Glen Stutsel was dismissed on the grounds of serious misconduct when he made comments about his employers on his Facebook account. The Facebook account was private- meaning that only his Facebook friends could see the comments made. Nevertheless, his employer considered that his comments, which critized management, warranted immediate dismissal.

Fair Work Australia disagreed with the employer by ruling that the dismissal was unjustifiable. Though the comments made by Stunsel may have been “foolish” – as noted by the Tribunal, they were clearly not meant for the public to read because Stutsel had imposed maximum privacy restrictions on his Facebook account.

The Tribunal therefore accepted that Stunsel was under the impression that his comments were being made in a private forum where only a select group of friends had the privilege of viewing the comments. The outcome of the case was that Stunsel was ordered to be reinstated.

So why did Stutsel’s employers go wrong at Fair Work Australia? Simply, they had failed to implement a social media policy. Fair Work particularly commented in handing down its’ decision that in “the current electronic age”, it is simply insufficient to not have a social media policy in place.

I frequently advise clients on how to ensure that their social media policy is strong enough to protect them in instances of breach. Here are a few basic tips:

1.Make sure you clearly define what you mean by social media. The danger is that by failing to properly articulate the definition you could unintentionally narrow the scope of your policy.

  • The first thing that jumps to most peoples mind is probably Facebook or LinkedIn. However, you also need to consider that breaches of social media could similarly occur on websites such as Youtube, blogs and other domains on which users can post their thoughts.

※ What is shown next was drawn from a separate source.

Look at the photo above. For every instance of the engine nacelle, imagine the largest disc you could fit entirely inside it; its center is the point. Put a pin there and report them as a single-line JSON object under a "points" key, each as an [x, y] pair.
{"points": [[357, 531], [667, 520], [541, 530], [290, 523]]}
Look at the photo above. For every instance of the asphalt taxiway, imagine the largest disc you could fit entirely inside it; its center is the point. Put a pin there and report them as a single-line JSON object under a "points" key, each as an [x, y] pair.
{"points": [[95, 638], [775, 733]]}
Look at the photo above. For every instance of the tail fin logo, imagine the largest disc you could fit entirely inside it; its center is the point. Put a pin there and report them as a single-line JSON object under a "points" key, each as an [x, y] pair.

2.Articulate what social media behavior is acceptable within the policy. This may include allowing employees to access their Facebook account during their lunch break

3.The policy should include a clause which explicitly articulates what social media behavior is unacceptable. Briefly, unacceptable social media behavior results in the following:

  •  It has the potential to damage the reputation of the employer’s business or associated entities;
  • It could be interpreted as offensive and critical of management, colleagues, or clients/customers; and
  • The behaviour breaches the fiduciary duties and contractual obligations which the employee has with respect to the employer. For example, the behavior may disclose confidential information or form a breach of the intellectual property rights of the employer.

4.Finally, clearly state what the consequences of breaching the social media policy are. Remind your employees that if a breach occurs, certain disciplinary action will be imposed and that serious breach of this policy may lead to the termination of employment. Clearly articulate the disciplinary process and make sure you follow it in case of a breach, provided that it is regularly reviewed, effective and available in writing to be considered by all staff.

Remind your employees that anything they post on social media sites is potentially erasable and may be viewed by a far wider audience than originally intended.